L’atmosphère est jeune, dynamique, presque cosmopolite. C’est un véritable vivier d’initiatives autour du yoga, de la méditation, du bien-être. Et comme la nature est généreuse en fruits et légumes, les végétariens y trouvent facilement leur bonheur. Sans parler de la culture locale, des temples, des artisans et des artistes.» Mais si l’île a éveillé son intérêt, c’est pour une autre raison. «Nous avons déménagé ici pour la Green School, une école fondée par les entrepreneurs canadiens John et Cynthia Hardy, et qui existe aussi en Nouvelle-Zélande, au Mexique et en Afrique du Sud. Le campus est entièrement construit en bambou. Il n’y a pas de murs, les enfants sont donc en contact permanent avec la jungle.

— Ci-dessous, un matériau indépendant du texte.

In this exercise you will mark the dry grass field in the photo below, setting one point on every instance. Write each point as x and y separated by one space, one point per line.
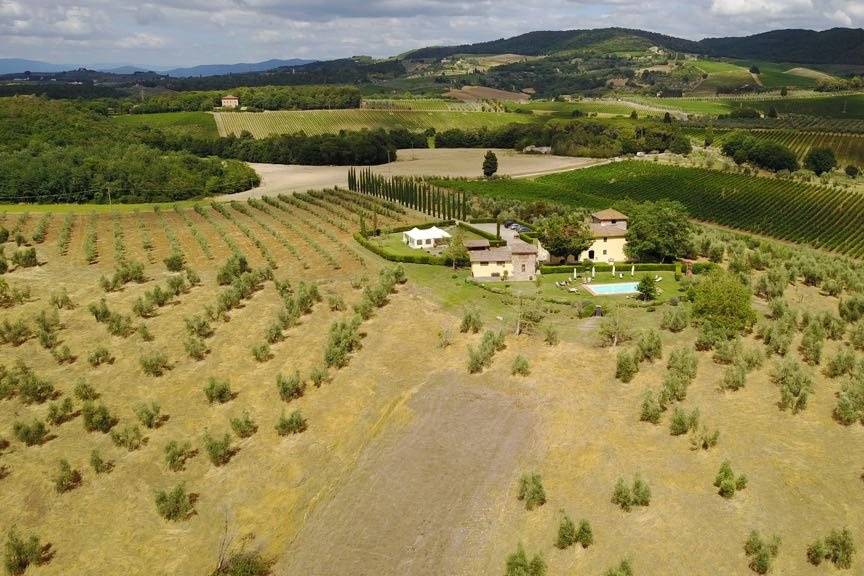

Le programme scolaire y est expérimental, basé sur l’apprentissage par l’expérience, l’environnement et l’esprit d’entreprise. C’est exactement ce qu’il fallait pour nos enfants.»
Besoin d’une pause
Petit retour vers le début de l’année 2020. Cela fait alors vingt ans que David a quitté la Belgique. Diplôme d’ingénieur civil en poche, il part à la fin des années 1990 à Shanghai pour apprendre le chinois. Il y restera finalement quinze ans, vivant aux quatre coins du pays, fondant une famille avec sa compagne japonaise Takami. Plus tard, le couple s’installe au Japon puis en Suède, toujours au gré des missions confiées par Husqvarna, l’entreprise pour laquelle David travaille. «Tout s’est enchaîné un peu par hasard. Nous avons saisi les opportunités lorsqu’elles se sont présentées», résume-t-il. Jusqu’au jour où l’usure se fait sentir. «Un matin, j’ai dit à Takami qu’il était temps de faire une pause. Je voulais ne pas travailler pendant un an, voire deux.»
A bord de ce qui sera sans doute l’un des derniers avions avant que l’espace aérien ne ferme à cause de la pandémie, David lit un article sur la Green School dans un magazine. «Nous avons contacté l’école, et fin juin, nous avons déménagé de la Suède à Bali.»
Une construction qui se fond dans le décor
Une fois la famille installée sur l’île, David suit en ligne un cours de développement régénératif. Ce concept transforme sa façon de penser, et oriente également le projet Greenest, la maison familiale. «Ici, autour de nous, le béton est la norme, avec ces villas méditerranéennes qui n’ont rien à faire dans ce paysage. Le développement régénératif, c’est l’inverse: il tient compte de l’environnement. Il s’agit de percevoir le potentiel d’un lieu et de tout mettre en œuvre pour raviver la vie, le sens et l’énergie qui y existaient. C’est bien plus que de la construction durable», explique-t-il.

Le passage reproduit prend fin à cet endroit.